The amount of oil for the deport will be determined at a later date, according to the official.
The ministry said the mapping will determine where the storage facilities will be located in Kigali.
“We agreed that the project should be done in three years from now and we are working tirelessly at the technical level to have the project implemented,” Rwakunda said.
Volume of fuel reserves
Eugene Kayigamba, the vice president of Rwanda fuel importers association, said he was optimistic the project would increase the volume of fuel reserves.
“The oil pipeline project will increase the volumes and reduce substantially transport costs as well as the time used to transport fuel from the current terminals in western Kenya to Kigali. We also expect to benefit from economies of scale with this East African Community initiative,” Kayigamba said.
The country currently imports fuel using both the central and the northern corridor with the main challenge being restrictions on transit policies and other market factors.
It takes, on average, a week for a truck to leave Kigali, going to western Kenya, loading and coming back to Kigali (northern corridor), according to Kayigamba.
The period could be longer depending on waiting time for products availability.
On Tanzania route connecting Kigali to Dar es Salaam (central corridor), it might take around eight to 10 days.

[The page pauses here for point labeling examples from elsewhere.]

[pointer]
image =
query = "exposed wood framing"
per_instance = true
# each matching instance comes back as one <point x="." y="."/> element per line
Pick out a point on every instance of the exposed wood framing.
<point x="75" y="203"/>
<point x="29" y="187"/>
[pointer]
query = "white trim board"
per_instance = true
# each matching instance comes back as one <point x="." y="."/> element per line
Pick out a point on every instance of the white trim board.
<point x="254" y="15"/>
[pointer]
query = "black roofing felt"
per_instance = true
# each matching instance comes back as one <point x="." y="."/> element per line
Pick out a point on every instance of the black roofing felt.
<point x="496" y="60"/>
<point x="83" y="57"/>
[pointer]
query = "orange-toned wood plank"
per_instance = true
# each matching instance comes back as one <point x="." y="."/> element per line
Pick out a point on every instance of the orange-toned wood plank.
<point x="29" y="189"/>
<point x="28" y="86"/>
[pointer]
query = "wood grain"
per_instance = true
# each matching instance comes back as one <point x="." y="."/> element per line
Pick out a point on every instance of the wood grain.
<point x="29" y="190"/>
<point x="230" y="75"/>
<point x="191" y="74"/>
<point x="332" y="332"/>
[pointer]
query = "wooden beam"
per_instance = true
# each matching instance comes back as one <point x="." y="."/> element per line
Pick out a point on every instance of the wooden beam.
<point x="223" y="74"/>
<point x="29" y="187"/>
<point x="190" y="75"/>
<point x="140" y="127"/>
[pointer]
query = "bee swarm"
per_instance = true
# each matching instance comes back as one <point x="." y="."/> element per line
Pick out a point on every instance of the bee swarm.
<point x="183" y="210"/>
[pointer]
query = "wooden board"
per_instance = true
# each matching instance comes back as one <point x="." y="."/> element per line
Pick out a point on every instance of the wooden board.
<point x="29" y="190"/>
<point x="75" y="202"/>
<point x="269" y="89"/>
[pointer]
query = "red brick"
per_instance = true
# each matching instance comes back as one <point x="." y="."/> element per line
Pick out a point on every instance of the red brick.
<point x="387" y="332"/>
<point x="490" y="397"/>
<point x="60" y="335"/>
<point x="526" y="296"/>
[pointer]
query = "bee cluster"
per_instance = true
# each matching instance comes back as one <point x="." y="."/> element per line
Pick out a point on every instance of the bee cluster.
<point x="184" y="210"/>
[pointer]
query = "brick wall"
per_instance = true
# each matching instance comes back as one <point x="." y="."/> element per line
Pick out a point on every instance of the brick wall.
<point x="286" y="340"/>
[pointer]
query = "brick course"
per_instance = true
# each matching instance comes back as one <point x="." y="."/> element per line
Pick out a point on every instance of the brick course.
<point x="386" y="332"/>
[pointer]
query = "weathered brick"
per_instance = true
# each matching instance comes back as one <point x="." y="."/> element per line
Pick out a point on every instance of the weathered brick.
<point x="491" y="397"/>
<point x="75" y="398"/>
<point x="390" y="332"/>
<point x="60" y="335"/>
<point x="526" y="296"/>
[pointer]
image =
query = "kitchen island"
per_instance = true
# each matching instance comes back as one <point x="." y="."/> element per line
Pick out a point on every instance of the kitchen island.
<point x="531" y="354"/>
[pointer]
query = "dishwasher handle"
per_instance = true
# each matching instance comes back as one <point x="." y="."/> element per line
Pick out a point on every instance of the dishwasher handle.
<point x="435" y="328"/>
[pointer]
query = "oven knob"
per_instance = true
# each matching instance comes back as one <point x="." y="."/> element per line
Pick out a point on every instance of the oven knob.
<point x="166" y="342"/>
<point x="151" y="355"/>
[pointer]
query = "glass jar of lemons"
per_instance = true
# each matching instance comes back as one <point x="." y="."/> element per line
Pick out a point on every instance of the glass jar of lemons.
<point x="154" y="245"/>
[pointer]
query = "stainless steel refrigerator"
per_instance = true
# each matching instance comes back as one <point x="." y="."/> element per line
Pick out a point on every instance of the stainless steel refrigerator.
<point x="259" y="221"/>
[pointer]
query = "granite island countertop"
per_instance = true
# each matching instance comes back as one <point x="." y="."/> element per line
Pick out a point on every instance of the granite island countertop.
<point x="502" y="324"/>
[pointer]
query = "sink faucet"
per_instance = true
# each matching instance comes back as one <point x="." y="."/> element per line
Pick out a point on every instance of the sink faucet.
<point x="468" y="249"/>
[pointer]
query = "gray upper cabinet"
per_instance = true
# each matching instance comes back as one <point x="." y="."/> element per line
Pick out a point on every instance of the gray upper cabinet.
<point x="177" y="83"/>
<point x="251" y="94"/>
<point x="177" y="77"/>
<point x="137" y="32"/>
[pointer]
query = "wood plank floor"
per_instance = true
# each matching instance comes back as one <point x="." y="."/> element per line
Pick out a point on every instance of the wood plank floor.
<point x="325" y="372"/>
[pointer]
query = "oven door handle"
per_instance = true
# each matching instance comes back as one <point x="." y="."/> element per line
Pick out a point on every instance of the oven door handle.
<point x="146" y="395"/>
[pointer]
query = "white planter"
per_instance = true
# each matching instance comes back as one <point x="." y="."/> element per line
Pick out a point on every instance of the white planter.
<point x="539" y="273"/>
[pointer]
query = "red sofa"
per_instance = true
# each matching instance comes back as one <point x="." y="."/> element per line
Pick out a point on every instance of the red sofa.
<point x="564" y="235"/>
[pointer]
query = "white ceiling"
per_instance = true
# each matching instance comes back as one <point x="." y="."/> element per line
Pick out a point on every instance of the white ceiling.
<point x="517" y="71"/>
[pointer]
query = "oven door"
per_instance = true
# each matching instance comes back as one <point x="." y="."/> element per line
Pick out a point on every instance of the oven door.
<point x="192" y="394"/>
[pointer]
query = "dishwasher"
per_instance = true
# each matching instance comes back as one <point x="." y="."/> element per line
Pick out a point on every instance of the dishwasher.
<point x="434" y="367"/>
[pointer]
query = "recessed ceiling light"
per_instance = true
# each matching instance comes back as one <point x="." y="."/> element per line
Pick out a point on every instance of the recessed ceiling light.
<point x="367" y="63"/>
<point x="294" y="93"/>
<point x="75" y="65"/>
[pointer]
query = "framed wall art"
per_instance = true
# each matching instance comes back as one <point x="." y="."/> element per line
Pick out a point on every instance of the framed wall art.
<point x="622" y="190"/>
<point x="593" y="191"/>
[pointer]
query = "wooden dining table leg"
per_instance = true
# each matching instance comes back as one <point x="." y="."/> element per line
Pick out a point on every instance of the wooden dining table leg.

Rwanda imports about 20,000m3 of oil products in a month, including petrol, diesel, kerosene, and jet fuel.
There are various risks and uncertainties that will be overcome and eliminated as far as road transportation of fuel is concerned.
The oil pipeline project aims to improve the transportation of the petroleum products in the region using a safer mode compared to road transportation.
Environmental hazards associated with transportation of oil products by roads, including spillage and fires during accidents, would be covered if the project is implemented.
The pipeline scheme, to be implemented under a tripartite arrangement, is one of the several projects that were agreed upon during a summit between the Heads of State of the three countries in Uganda in June last year. South Sudan has since been invited to join.
Leaders of the three countries agreed to establish a single tourist visa, a single customs territory also adopt national identity cards as travel documents which have already come into force, as well as fast track a joint railway line project.